Mais algumas lágrimas desceram, era um choro silencioso, uma súplica entalada na garganta de alguém que perdeu o respeito por si mesma, que abriu mão da própria felicidade a muito tempo, alguém que a vida não deixou ser criança. Queria que esse momento não terminasse, queria tê-la vulnerável em meus braços pra sempre, porque então eu teria como garantir que ninguém nunca mais iria feri-la, eu garantiria sua segurança, aqui, sob minhas asas. Pois eram essas as minhas vontades, as vontades de mantê-la ao meu lado, segura.
Mas todo pássaro deve voar livre, deve estar livre pra cair e abrir vôo novamente, livre pra aprender com os próprios erros e os erros dos outros, me sinto orgulhoso pois sei que ela é forte. Ela é mais forte que tudo, e não importa o quanto o mundo a jogue no chão, Karol... Não, Alice, vai sempre se levantar pra lutar outro dia. E se depender de mim, é uma luta pela qual ela não vai passar sozinha.

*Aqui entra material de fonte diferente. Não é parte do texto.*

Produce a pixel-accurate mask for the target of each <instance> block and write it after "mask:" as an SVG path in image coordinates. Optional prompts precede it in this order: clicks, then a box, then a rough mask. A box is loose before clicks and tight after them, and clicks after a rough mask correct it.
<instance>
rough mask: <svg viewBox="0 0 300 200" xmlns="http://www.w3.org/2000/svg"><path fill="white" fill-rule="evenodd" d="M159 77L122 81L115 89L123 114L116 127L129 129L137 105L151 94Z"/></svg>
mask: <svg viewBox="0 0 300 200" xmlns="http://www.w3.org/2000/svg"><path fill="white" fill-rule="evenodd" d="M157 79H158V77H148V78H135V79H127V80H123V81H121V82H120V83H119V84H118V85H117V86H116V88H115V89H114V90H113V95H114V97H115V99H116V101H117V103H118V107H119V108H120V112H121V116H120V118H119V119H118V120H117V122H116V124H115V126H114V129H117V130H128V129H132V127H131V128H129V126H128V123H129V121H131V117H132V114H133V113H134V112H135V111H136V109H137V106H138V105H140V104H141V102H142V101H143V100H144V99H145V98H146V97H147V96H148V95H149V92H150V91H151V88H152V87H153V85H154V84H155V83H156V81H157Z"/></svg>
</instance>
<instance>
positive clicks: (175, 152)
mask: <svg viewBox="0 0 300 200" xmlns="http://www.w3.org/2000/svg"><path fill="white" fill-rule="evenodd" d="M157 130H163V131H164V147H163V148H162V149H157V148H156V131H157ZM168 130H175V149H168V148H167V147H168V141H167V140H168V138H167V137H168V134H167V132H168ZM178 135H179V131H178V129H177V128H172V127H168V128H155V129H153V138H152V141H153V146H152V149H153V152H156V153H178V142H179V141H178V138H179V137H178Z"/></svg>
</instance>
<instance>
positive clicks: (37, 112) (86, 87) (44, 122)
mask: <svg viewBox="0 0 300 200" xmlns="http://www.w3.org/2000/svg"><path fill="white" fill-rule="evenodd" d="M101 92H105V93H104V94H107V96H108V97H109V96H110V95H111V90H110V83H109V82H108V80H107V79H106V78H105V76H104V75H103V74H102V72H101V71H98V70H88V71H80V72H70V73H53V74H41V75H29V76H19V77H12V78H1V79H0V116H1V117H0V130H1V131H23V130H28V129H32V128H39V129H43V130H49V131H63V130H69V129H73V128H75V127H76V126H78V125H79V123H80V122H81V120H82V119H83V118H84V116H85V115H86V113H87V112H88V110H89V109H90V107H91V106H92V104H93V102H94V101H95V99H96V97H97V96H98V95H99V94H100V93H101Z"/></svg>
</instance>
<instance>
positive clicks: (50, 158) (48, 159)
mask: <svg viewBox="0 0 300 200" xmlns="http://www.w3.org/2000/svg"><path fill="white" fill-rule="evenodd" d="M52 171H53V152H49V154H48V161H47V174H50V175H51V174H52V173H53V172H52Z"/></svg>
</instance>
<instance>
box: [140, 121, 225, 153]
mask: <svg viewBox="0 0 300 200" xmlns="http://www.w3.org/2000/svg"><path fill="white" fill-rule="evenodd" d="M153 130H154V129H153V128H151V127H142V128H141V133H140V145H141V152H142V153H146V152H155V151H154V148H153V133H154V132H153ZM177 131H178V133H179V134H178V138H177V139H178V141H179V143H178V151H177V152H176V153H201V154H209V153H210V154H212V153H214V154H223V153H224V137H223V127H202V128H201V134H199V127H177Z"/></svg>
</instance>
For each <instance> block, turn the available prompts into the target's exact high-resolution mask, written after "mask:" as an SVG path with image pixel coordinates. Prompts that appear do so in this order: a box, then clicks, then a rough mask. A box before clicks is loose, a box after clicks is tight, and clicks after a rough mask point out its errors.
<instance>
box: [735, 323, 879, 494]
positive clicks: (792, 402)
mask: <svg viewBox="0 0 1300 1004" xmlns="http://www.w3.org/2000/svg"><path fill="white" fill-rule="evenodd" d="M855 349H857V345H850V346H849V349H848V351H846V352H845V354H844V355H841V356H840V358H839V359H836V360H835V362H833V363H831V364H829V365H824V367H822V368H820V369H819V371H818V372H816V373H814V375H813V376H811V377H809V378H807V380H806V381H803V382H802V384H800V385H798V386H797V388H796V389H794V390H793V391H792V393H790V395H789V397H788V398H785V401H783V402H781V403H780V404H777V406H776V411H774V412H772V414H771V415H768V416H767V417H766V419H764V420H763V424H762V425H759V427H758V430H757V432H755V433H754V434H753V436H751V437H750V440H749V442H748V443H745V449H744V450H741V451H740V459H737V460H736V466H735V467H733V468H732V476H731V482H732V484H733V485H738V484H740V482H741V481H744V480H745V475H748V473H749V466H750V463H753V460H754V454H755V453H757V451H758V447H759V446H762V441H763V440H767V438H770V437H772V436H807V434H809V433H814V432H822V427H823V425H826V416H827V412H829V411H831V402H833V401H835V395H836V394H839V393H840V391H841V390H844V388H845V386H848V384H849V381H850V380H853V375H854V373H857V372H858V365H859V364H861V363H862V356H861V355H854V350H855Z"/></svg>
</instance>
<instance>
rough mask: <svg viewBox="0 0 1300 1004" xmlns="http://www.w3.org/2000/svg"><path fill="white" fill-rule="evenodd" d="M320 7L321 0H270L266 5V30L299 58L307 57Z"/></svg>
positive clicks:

—Termine o café, vai acabar esfriando.—Só a soltei quando percebi que estava calma, ela precisa pensar por si mesma agora, a decisão de mudar é só dela.
Após beber o resto do café, pude notar ela analisando o próprio reflexo no fundo da xícara de porcelana. Tentava encontrar algum resquício da garotinha que ela uma vez foi, a menina que acreditava em contos de fada e em uma saída milagrosa do pesadelo que era sua infância, mas ambos sabemos que aquela não era mais ela, Alice não existia mais, Karol era quem ela realmente era, sua versão final e definitiva. A mulher à minha frente era uma tela em branco, e eu seria aquele que iria presenciar a bela arte que se formaria ali.
—Eu prometo...—Não precisamos de mais palavras, não há mais o que ser dito, apenas uma mulher começando a trilhar a estrada da verdadeira liberdade.